Explain It Like I'm Five

Imagine saving numbers by putting two digits in each little box (byte). So the number 12345 fits in three boxes: 12, 34, and 5 with a plus sign. That is packed decimal. The computer knows how to read it: first box 12, second 34, third 5 and plus. PD is the rule that tells the sort: "this part of the record is saved that way." So the sort compares the real numbers (smaller first or bigger first). If we used the "character" rule (CH), the sort would look at the boxes as if they were letters and get the order wrong. So we use PD when the key is stored in that compact two-digits-per-box form, like many numbers in mainframe files.

Exercises

  1. Your record has PIC S9(9) COMP-3 at position 40. What is the length in bytes and what SORT FIELDS do you write for ascending numeric order?
  2. Why does using CH on a COMP-3 field produce wrong sort order? Explain in terms of how the bytes are stored (nibbles) vs how CH compares them.
  3. A field is stored as EBCDIC digits "00100" (five bytes).
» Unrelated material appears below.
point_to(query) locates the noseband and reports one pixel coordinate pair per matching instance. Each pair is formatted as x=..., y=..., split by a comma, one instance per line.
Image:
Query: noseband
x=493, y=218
Should you use PD or ZD? What is the difference between that and a 3-byte packed value for 100?
  4. Calculate the byte length for PIC S9(11) COMP-3 and write SORT FIELDS=(50,?,PD,D) with the correct length.

Quiz

Test Your Knowledge

1. What does PD mean in DFSORT?

  • Print decimal
  • Packed decimal: the field is stored with two digits per byte and a sign in the last nibble; DFSORT compares numeric value
  • Position dependent
  • Primary key default

2. A COBOL field is PIC S9(7) COMP-3. What length do you specify in SORT FIELDS?

  • 7 (digits)
  • 4 (bytes): (7+1)/2 = 4
  • 3 bytes
  • 8 bytes

3. Where is the sign stored in a packed decimal (PD) field?

  • First byte
  • Last byte: one nibble holds the last digit, the other holds the sign (e.g. C/F positive, D negative)
  • Separate sign byte
  • High-order bit of each byte

4. What happens if you use PD for a zoned decimal (DISPLAY) field?

  • It works the same
  • DFSORT expects two digits per byte; zoned has one digit per byte. The bytes are misinterpreted and sort order is wrong.
  • Only negative values are wrong
  • PD is faster so it is preferred

5. Why must you not use CH for a COMP-3 (packed) field?

  • CH is slower
  • COMP-3 is packed decimal; the bytes are nibbles, not EBCDIC characters. CH compares raw bytes, which do not follow numeric order.